Here’s the lard thing. I have no idea how to count calories when buying Chinese food cooked by the owner of the grocery store:
THIS MORNING I weighed in at less than 220 for the first time since November.
I was also a little sorrowful for no very clear reason, and a little sick, still. But the depression wasn’t so bad. And because I didn’t want to break the new streak, I rode to work again.
Bicycling gives you the same ideas you get when you’re falling asleep, only you can write them down when you get there.

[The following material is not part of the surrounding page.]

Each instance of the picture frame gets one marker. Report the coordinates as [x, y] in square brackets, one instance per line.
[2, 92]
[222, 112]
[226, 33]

When I got to the Hackerspace, I wrote down what the climax and ending of this novel are.
(Because bicycling also replays painful old gaffes on a loop, I imagined how people I’ve been weird to—because at specific times of my life, my personality wasn’t back together yet—would react to the book. Eh, Snyder. Yeah, don’t like him. YOU can, I’m not saying otherwise. We all have our tastes, and none are wrong. Just…you know…*raised eyebrows and shrug*.)
(Because bicycling also pumps good mood through your entire being, I remembered I don’t actually care all that much that I sometimes fumble the social thing.)
Because I know the climax now, I’m taking a break from plotting and narrative and working on blurbable reviews. Publishers Weekly will call it one of the first masterworks of the early twenty-first century. The New York Times will marvel that a genre writer could have produced such a layered work of subtle complexity. These are advance blurbs, and subject to change.
I will be accused, by my friends, of snobbishly distancing myself from genre, and will patiently explain what I really meant in the interview. My explanation will be grudgingly accepted, but only four of my friends will still talk to me a month later. That’s a net gain of two, so this works out great.
Metal tubes, cables, rubber, leather. Gears and levers. Miracles.